Multi-Purpose Household Robot
A fully ROS-integrated mobile robot for everyday household tasks — autonomous navigation, vacuum cleaning, and deep-learning abilities like human following and threat detection.
A fully ROS-integrated mobile robot designed and fabricated to help with the day-to-day activities of an average household. The bot autonomously navigates indoor environments using vision data from an onboard RGB-D camera and is equipped with a vacuum-cleaning system. Beyond navigation, it uses deep-learning algorithms for human following, face recognition, and threat detection — with applications ranging from baby monitoring to security and surveillance.
Simulation
We first designed the bot in SolidWorks and conducted tests such as airflow analysis to determine its durability and performance. We then exported the model as URDF into the Gazebo physics simulator, where we tested all our navigation and machine-learning algorithms.
Hardware Design
The CAD model was created in SolidWorks, and a URDF was generated considering the motion along all controllable links to be simulated in ROS. The vacuum system is based on a centrifugal pump. We conducted two tests to ensure the bot’s functioning:
- Airflow (CFD — Computational Fluid Dynamics)

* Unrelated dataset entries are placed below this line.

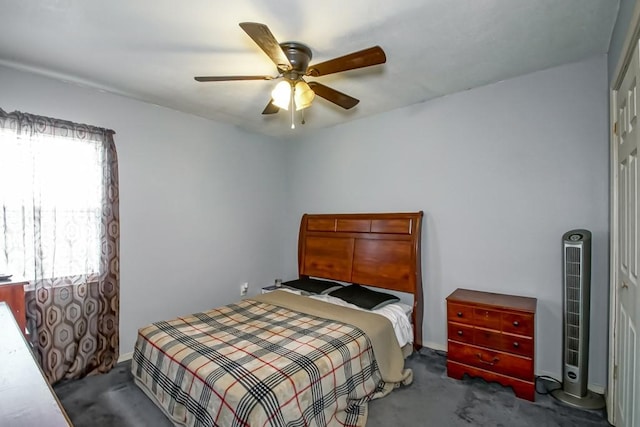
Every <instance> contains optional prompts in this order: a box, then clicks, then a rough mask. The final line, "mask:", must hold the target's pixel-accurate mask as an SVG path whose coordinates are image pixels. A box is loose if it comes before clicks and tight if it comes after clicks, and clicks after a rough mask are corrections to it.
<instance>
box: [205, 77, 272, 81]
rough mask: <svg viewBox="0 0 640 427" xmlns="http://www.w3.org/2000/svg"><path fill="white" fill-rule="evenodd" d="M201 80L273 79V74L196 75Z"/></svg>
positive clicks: (269, 79) (226, 80) (207, 80)
mask: <svg viewBox="0 0 640 427" xmlns="http://www.w3.org/2000/svg"><path fill="white" fill-rule="evenodd" d="M194 79H196V81H199V82H230V81H235V80H273V77H271V76H203V77H194Z"/></svg>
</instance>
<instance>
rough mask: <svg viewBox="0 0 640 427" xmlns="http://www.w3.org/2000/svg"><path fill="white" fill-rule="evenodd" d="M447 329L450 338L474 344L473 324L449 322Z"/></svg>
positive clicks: (450, 339) (462, 341)
mask: <svg viewBox="0 0 640 427" xmlns="http://www.w3.org/2000/svg"><path fill="white" fill-rule="evenodd" d="M447 331H448V334H449V335H448V336H449V339H450V340H455V341H461V342H465V343H468V344H473V334H474V331H473V327H472V326H467V325H464V324H461V323H453V322H449V324H448V325H447Z"/></svg>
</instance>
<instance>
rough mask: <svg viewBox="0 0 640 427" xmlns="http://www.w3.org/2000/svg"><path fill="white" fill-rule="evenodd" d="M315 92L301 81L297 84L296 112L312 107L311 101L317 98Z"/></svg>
mask: <svg viewBox="0 0 640 427" xmlns="http://www.w3.org/2000/svg"><path fill="white" fill-rule="evenodd" d="M315 96H316V94H315V92H314V91H313V90H312V89H311V88H310V87H309V85H308V84H307V83H306V82H305V81H302V80H300V81H299V82H298V83H296V86H295V92H294V99H295V102H296V110H302V109H303V108H308V107H310V106H311V101H313V98H315Z"/></svg>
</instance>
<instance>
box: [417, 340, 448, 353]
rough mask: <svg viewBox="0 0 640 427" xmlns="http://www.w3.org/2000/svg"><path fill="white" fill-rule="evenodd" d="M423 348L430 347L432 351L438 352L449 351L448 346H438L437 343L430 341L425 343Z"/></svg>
mask: <svg viewBox="0 0 640 427" xmlns="http://www.w3.org/2000/svg"><path fill="white" fill-rule="evenodd" d="M422 346H423V347H428V348H430V349H431V350H437V351H444V352H446V351H447V346H446V345H444V346H443V345H442V344H438V343H436V342H432V341H428V342H423V343H422Z"/></svg>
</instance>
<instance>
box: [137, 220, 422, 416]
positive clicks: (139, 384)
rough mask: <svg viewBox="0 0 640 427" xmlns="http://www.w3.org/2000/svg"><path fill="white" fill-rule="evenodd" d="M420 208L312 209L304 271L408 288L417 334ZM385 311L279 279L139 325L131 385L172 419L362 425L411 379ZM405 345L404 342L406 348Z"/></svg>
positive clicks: (357, 281)
mask: <svg viewBox="0 0 640 427" xmlns="http://www.w3.org/2000/svg"><path fill="white" fill-rule="evenodd" d="M421 220H422V212H412V213H376V214H318V215H309V214H305V215H303V217H302V221H301V224H300V233H299V240H298V273H299V280H306V279H309V280H315V281H318V280H323V281H324V280H327V281H338V282H339V283H341V284H345V283H346V284H357V285H354V286H345V287H343V288H340V289H339V290H334V291H332V292H331V293H330V295H331V294H334V292H338V294H339V293H340V292H342V293H344V292H345V290H348V291H349V292H351V291H352V290H355V291H357V290H358V289H357V288H359V287H360V286H359V285H366V286H367V288H369V289H371V288H382V289H386V290H392V291H398V292H404V293H408V294H412V295H413V302H412V306H411V314H410V319H411V324H412V326H413V339H412V340H411V341H412V343H411V344H409V345H408V346H413V347H415V348H419V347H420V346H421V336H422V332H421V330H422V328H421V327H422V280H421V269H420V263H421V262H420V228H421ZM391 323H392V322H390V321H389V320H388V319H387V318H386V317H383V316H380V315H379V314H376V313H375V312H372V311H368V310H361V309H359V310H356V309H353V308H350V307H345V306H340V305H335V304H331V303H329V302H326V301H324V300H321V299H316V298H310V297H307V296H303V295H298V294H294V293H291V292H287V291H285V290H278V291H275V292H271V293H268V294H264V295H259V296H255V297H250V298H246V299H243V300H241V301H239V302H237V303H234V304H229V305H226V306H222V307H218V308H215V309H212V310H209V311H206V312H202V313H195V314H192V315H188V316H183V317H179V318H176V319H171V320H168V321H162V322H156V323H153V324H152V325H148V326H146V327H143V328H141V329H140V330H139V334H138V339H137V342H136V346H135V349H134V355H133V359H132V366H131V370H132V373H133V376H134V380H135V382H136V384H137V385H138V386H139V387H140V388H141V389H142V390H143V391H144V392H145V393H146V394H147V396H149V397H150V398H151V400H153V401H154V402H155V403H156V404H157V405H158V406H159V407H160V408H161V409H162V410H163V411H164V413H165V415H167V416H168V417H169V419H171V420H172V422H173V423H174V424H176V425H186V426H303V425H305V426H306V425H309V426H325V425H344V426H364V425H365V423H366V419H367V402H369V401H370V400H372V399H375V398H378V397H382V396H384V395H386V394H388V393H389V392H391V391H392V390H393V389H394V388H396V387H399V386H401V385H406V384H409V383H410V382H411V380H412V373H411V371H410V370H407V369H405V368H404V356H405V355H406V353H403V351H402V349H401V347H400V345H399V343H398V340H397V338H396V333H395V332H394V328H393V327H392V324H391ZM405 349H406V347H405Z"/></svg>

- Stress Analysis (FEA — Finite Element Analysis)
Features
Autonomous Navigation — using onboard RGB-D camera data with the ROS Navigation Stack, the bot can perform:
- Teleop control — manual keyboard control.
- Exploration — autonomously map a new household.
- Navigation — navigate the house while avoiding static and dynamic obstacles.
- Autonomous coverage — cover and clean the house with its vacuum mechanism.
ML Integration — deep-learning models enable:
- Baby following — estimate the baby’s position and follow its center while constantly monitoring it.
- Threat detection — detect potential threats (e.g., knives) using object detection.
- Human recognition — recognize known faces and trigger an alarm for unknown/blacklisted persons.
Hardware
We fabricated the bot using the following components: NVIDIA Jetson Nano, STM32 microcontroller, 12 V DC motors, an L293D motor driver, a 5500 mAh 12 V battery, and a 5 V 10000 mAh power bank.